JSR 223 does not work well with Maven 2. The engine jar file does not reside in the Maven repository so you have to separately install them into you local Maven repository. Here is the command to install JRuby:
~/bin/maven-2.0.8/bin/mvn install:install-file -Dfile=jruby-engine.jar -DgroupId=org.jruby -DartifactId=jruby-engine -Dversion=1.0.1 -Dpackaging=jar

Scripting languages currently under JSR 223

beanshell, browserjs, ejs, freemarker, groovy, jacl, jaskell, java, javascript, jawk, jelly, jep, jexl, jruby, jst, judo, juel, jython, ognl, pnuts, scheme, sleep, velocity, xpath, xslt.
These languages should in theory work with ShapeLogic, without any additional code.

Other implementations of lazy streams

  1. BaseStream: That is the abstract base class with most of the lazy stream functionality
  2. IteratorStream: Generates elements using Java Iterator
  3. TransformerStream: Generates elements using Java interface
  4. FunctionStream: Generates elements using JRS 223 as described above

Next step for functional constructs for ShapeLogic

  1. Filter that is easy to define in external text using scripting
  2. Transformer transforming one lazy stream to the next
  3. Query interface from where a result can be retrieved
-Sami Badawi

Wednesday, January 9, 2008

Functional constructs Java 7, Groovy, Commons

What functional constructs to use for ShapeLogic

I have started to code the lazy streams for ShapeLogic. They are going to be key for the query interface to ShapeLogic. I need some functional constructs to work with these. The top sources candidates are:
  1. Apache Commons
  2. Groovy
  3. Java 7
  4. Hand coding
None of these are a perfect fit. This post list some of the advantages and disadvantages of these.

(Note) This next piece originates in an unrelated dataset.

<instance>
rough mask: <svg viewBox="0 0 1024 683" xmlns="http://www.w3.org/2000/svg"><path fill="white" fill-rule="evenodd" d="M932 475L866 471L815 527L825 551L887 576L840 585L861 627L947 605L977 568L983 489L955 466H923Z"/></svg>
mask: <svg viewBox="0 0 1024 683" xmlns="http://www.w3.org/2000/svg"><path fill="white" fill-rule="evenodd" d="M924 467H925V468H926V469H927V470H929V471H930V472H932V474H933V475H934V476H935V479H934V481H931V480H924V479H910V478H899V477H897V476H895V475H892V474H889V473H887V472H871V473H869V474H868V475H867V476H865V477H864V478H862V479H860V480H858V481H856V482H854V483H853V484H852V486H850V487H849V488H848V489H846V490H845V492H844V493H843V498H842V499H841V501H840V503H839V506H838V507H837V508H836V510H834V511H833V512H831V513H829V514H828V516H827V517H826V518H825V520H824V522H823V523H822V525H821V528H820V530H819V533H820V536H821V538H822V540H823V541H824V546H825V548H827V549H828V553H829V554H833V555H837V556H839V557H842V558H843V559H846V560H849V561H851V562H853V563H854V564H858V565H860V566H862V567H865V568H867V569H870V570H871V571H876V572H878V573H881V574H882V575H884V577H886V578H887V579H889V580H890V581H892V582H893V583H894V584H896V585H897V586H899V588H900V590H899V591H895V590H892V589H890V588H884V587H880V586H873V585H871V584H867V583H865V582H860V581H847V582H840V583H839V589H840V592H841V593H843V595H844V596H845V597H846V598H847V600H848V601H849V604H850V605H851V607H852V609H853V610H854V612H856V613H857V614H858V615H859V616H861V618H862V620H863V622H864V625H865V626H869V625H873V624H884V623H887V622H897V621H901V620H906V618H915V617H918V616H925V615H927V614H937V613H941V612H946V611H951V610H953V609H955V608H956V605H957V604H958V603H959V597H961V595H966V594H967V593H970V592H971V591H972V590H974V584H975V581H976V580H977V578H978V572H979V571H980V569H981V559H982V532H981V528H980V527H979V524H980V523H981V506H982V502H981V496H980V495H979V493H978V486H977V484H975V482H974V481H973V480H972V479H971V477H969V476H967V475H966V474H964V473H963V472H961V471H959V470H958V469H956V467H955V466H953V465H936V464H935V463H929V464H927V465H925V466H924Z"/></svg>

Apache Commons functional constructs

I am currently using Apache Commons JEXL for user expressions.
  1. Apache Commons do not use templates
  2. Apache Commons Functor are still in the sandbox and not actively developed
  3. The code is not uniform
  4. You cannot make user define functions in Apache Commons JEXL

Groovy functional constructs

I need to use a scripting language, to define user functions.
  1. Groovy contains all of Java's constructs
  2. Groovy comes with good functional constructs
  3. I like the Groovy syntax for using these
  4. I cannot use these expressions directly since Groovy is not a lazy language

Java 7 functional constructs

Java 7 comes with good functional constructs.
  1. There are a lot of interest for functional constructs in Java 7
  2. I would rather use Java 7 than compete with it
  3. Java 7 still seem to be pretty far away
  4. It is not sure that closures will make it into Java 7

Thoughts on immutable constructs

I will probably make the convention that a lazy stream like the Fibonacci numbers are immutable, but not enforce this by making a LISP list.

Scala envy

Now I suffer from Scala language envy. These Scala language features would come in handy now:
  1. Lazy streams
  2. List comprehension, with same syntax for lists, iterators and streams
  3. First class function
  4. Closures
  5. Lazy calculation
  6. Uniform access to functions and lists
I could of cause try to include the scala.jar and directly use the Scala constructs in ShapeLogic, but there lay the road to madness.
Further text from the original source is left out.